BJ: Many chefs are very protective of their recipes and methods. What inspired you to reveal your secrets in you cookbook?
CA: What motivated me to create such a cookbook was the pleasure of sharing my passion with likeminded, passionate people like myself, who live for pastry and its possibilities. I have no problem revealing my recipes. Quite the contrary, if it can help people reveal a new facet of their personality while discovering a new passion, then I do so quite willingly.
BJ: Can you talk a bit about your creative process – from concept to editing, and finally, your published cookbook?
CA:Everything is done in harmony with my creative team. In my books, I try to put forward a plan to highlight both new and existing creations, some that I’ve kept in the recesses of my mind for a long time, or some that come to me “just like that,” by imagining other recipes. Then, the photographer’s creative eye helps magnify my creations, very much like a stage play, where one works the sets and the staging of each product. The publishing house then takes care of the entire model by following my blueprint for the creation, printing, and distribution of the final publication in bookstores.
BJ: Why did you choose to set up a franchise in Vancouver, and not the predominantly Francophone market of Québec?
CA: To be fair, I don’t know if we really have to answer that question, because in fact we went ahead and chose Vancouver because of an established Asian partner already living in Vancouver who came directly to us. Basically, we hadn’t necessarily wanted to settle in Canada; we were targeting the US, but given the difficulties of setting up shop there, we gave up.
At the same time, we were contacted by a Canadian partner who wanted to develop a L’Eclair de Génie franchise, so we thought, why not! It’s a way for us to make ourselves known on the North American continent.
BJ: You’ve had a passion for pastry since you were a teenager. How do you stay inspired when the going gets rough?
CA: You need to have a fighter’s spirit, because there is always something to learn from each failure.

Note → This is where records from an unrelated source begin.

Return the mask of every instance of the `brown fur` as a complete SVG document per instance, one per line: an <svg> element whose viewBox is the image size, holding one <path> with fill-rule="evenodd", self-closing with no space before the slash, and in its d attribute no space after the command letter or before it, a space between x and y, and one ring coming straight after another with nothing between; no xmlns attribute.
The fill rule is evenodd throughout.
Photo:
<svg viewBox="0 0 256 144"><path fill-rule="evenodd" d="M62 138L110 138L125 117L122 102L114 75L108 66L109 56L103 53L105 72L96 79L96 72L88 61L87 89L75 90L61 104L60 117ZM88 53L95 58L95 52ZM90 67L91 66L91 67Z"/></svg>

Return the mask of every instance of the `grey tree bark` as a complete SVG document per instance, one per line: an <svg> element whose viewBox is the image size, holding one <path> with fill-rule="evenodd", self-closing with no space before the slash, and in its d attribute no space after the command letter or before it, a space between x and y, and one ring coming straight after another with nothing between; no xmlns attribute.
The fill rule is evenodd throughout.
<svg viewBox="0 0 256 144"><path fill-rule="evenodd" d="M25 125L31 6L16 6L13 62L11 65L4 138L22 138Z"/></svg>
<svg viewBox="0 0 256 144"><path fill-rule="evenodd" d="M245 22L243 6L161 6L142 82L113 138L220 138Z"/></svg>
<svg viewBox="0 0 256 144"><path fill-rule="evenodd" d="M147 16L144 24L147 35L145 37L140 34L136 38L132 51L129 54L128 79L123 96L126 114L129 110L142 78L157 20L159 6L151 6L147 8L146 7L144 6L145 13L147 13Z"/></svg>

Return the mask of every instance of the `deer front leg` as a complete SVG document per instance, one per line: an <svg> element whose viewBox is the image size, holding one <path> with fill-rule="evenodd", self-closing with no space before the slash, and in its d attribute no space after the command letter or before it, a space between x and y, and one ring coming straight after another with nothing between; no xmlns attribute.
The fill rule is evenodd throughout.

You have to know how to surround yourself with a team you can depend on; The work I do as the company manager I have become today, is also constrained by our country’s economic situation, which has its ups and downs. This reflects in our shops’ sales. Any external event can disrupt the turnover, like bad weather or some terrorist attack, for example. You therefore have to constantly adapt to change and be creative in the face of unforeseen events.
BJ: Your accomplisments are fascinating: from Head Chef at Palace Beaurivage in Lausanne, to working at Fauchon, just to name a few of your successes: What advice would you give to a pastry chef just starting out in the field?
CA: It’s true that, in recent years, television programs dedicated to pastry have fueled the passion of people, regardless of each chef’s geographical location. Many books are devoted to the subject, as we are witnessing a new generation of Chefs who are constantly reinventing this field, which I think is great.
Creativity is an essential quality for a great pastry chef, and the challenge for these talented newcomers today is to make available in store whatever spectacular creations they’ve managed to invent in award-winning restaurants. There are creative gems to be found in some great bakers, accessible to all and that’s what people like today: the chance to give your eyes and taste buds a taste of what’s available. Now for those who are still at the novice level and who are just coming into the trade, my advice is: never give up. Learn from these failures and carry on, because this job is hard due to its work conditions and brutal schedules. You have to know how to start at the bottom rung of the ladder before becoming a brilliant Pastry Chef.
BJ:If you could go back in time and change any one decision what would it be?
CA:I wouldn’t change a single thing. We mustn’t regret the choices we’ve made along the way; we must own them as the events that have shaped us into who we are, taking the good along with the bad. We have to move forward and enjoy life!